Running back from the falls, I crossed over to edmund to avoid the crowd, and the ice on the trail. Stopped at my favorite poetry house that puts a poem on their front window. Was there a new one? Yes! Here it is:

Maybe Alone On My Bike/ William Stafford

I listen, and the mountain lakes
hear snowflakes come on those winter wings
only the owls are awake to see,
their radar gaze and furred ears
alert. In that stillness a meaning shakes;

And I have thought (maybe alone
on my bike, quaintly on a cold
evening pedaling home), Think!–
the splendor of our life, its current unknown
as those mountains, the scene no one sees.

O citizens of our great amnesty:
we might have died. We live. Marvels
coast by, great veers and swoops of air
so bright the lamps waver in tears,
and I hear in the chain a chuckle I like to hear.

I’m glad to have found this poem. Think! and we might have died. We live. Marvels/coast by, great veers and swoops of air I love the title of the poem and where it sits at the start of the second stanza. Weather and light like today — the gray, overcast, wintery light, not dim, but not bright either — is conducive for thinking and reflecting and being grateful to be alive and to notice the veers and swoops of air, the chuckle of a bike chain.

Yes, gray is for thinking and wondering and for opening up to the world.

Inciting Joy: Through My Tears I Saw [Death: the Second Incitement]
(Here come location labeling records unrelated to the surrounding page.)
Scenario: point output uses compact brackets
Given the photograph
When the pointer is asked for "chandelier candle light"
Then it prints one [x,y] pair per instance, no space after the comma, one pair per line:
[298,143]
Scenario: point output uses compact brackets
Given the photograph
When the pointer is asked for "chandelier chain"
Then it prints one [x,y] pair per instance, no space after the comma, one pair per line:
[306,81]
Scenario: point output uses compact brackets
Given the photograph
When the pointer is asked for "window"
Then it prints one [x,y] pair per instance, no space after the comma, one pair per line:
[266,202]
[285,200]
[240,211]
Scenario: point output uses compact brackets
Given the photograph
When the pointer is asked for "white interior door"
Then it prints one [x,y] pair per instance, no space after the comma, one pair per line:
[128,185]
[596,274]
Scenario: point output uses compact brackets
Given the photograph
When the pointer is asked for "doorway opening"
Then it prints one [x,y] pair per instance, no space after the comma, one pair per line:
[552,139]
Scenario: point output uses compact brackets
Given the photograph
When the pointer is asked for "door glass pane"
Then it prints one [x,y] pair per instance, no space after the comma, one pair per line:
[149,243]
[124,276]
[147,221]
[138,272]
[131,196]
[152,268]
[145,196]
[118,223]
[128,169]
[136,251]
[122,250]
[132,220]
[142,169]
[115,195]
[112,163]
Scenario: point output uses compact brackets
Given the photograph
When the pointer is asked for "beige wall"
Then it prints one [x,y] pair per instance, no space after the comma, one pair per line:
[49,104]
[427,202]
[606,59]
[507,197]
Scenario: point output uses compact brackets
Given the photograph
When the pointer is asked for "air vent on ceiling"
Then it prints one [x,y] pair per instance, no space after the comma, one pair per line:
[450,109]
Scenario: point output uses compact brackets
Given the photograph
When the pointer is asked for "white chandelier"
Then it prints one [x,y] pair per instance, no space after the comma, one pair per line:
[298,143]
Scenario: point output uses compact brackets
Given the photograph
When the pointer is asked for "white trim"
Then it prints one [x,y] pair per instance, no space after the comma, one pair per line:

Before heading out for a run, I read Gay’s second incitement about the death of his father. I don’t want to summarize it because it’s not meant to be summarized, but experienced, endured, read closely without looking away. Wow — Gay is an amazing writer. His descriptions of his dad’s diagnosis of cancer, his illness and decline, his death, are so powerful and vivid. I could feel the pain of my own grief — over my two moms, one dead for 13 years, the other for 2 months — in my body, especially in my sinuses and throat. My body tightening, tingling, wanting to close up.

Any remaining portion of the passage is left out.